Некроманты (сборник) Кликин Михаил
– Все вращается в кабинетах, а? Небось далеко пойдет.
– Кто его знает? Может, плюнул на все и загорает на пляже где-нибудь в Ливадане, тянет коктейль через соломинку. Он всегда был замороченным парнем. Себе на уме.
– Точно.
С Ибисом приятно просто помолчать.
– Ты не думал о том, чтобы уехать отсюда?

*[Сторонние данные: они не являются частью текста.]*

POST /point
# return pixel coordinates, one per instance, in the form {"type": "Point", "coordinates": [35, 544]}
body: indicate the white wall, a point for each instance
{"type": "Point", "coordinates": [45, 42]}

Отпив из кружки, я недоуменно переспрашиваю:
– Уехать из Яр-Инфернополиса?
– Да.
– Как-то не задумывался…
– Я бы хотел свалить отсюда, Фенхель. Туда, где жизнь, понимаешь? Что-то такое… Не знаю, как сказать… Настоящее. Солнце и… море… Что-то реальное, яркое…
Он тихо смеется.
Я неуверенно пожимаю плечами.
– Все это вздор, – говорит Ибис, поднимая бокал. – Выпьем за то, что нам удалось выбраться живыми из всего того дерьмища, через которое мы прошли.
Мы пьем, не чокаясь.
Я думаю над его словами. Уехать… Но куда? И зачем?
Мечты. Его рекламные рисунки, все эти буклеты-приветы, плакаты и витрины… Ведь собирался стать настоящим художником. И мой гребаный роман. Нужны ли наши мечты кому-нибудь за пределами Города, если даже здесь на них нет спроса?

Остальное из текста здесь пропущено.